There is a classic dénouement in film where the hero of the piece is faced with a choice. The bad guy has been beaten and is at the mercy of the hero who must then decide; should they kill them or show compassion despite all the terrible things the villain has done? We are as familiar with the dilemma as we are with the moral implications behind these options; should the hero end the villain’s life then he is no better than them, however if the hero tames his hatred and rises above the barbaric he is seen as the better man. To put it simply, the good do not put to the sword a beaten enemy no matter what they have done. To do so is to vindicate killing as an appropriate way of dealing with our problems which is exactly what the bad guys do.
On question time last night Priti Patel called for the death penalty to be reintroduced into the British justice system, she claimed this would ‘act as a deterrent’ for violent crime.

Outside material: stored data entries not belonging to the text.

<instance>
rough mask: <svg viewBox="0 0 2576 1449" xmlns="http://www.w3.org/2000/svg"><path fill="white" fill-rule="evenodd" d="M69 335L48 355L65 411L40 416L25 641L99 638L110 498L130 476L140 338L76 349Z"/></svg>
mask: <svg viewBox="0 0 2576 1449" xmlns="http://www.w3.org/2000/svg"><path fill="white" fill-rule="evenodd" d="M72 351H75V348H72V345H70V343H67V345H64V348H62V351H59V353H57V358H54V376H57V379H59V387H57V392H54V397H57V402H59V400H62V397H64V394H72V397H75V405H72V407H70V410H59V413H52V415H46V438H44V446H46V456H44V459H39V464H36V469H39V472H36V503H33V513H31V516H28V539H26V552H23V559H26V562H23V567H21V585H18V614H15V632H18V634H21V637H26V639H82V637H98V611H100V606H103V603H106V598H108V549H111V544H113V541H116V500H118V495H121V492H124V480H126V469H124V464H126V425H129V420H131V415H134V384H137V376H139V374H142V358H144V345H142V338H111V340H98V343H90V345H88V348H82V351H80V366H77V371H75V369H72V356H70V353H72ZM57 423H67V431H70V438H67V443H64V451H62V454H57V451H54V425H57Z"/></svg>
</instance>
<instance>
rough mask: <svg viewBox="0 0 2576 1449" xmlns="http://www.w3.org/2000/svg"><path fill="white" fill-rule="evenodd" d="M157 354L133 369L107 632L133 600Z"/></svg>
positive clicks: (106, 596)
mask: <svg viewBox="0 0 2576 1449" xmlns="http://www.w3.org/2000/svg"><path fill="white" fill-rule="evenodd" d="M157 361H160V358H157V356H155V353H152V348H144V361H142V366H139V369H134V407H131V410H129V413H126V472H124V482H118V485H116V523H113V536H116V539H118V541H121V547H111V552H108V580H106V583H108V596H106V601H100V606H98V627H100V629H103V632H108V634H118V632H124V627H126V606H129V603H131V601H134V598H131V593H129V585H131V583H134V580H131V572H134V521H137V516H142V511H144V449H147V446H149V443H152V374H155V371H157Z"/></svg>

I have blogged in the past about how the evidence that the death penalty as a deterrent for violent crime is thin and as the audience applauded the medieval it occurred to me that it doesn’t matter either way. It doesn’t matter if the death penalty is a deterrent for violent crime because murdering people to prevent murder is a price too high to pay.
This isn’t a issue of self defence, the culprit has been caught and subdued. No matter how you dress it, slaughtering someone in cold blood is barbaric. The actions of that individual are irrelevant. If you kill someone because of the crimes they have committed then you are committing a crime yourself. If someone cannot live peacefully in society then by all means take away their freedom but no society has the right to take a person’s life. Revenge, hate and murder are not notions that I associate with a civilised society, and I am proud to live in a country that has put this embarrassing form of justice behind us. No matter how bad the criminals get we must not fall to their level; the great and the good lead by example. Perhaps Priti Patel needs to spend some more time with fiction and less time lusting for blood.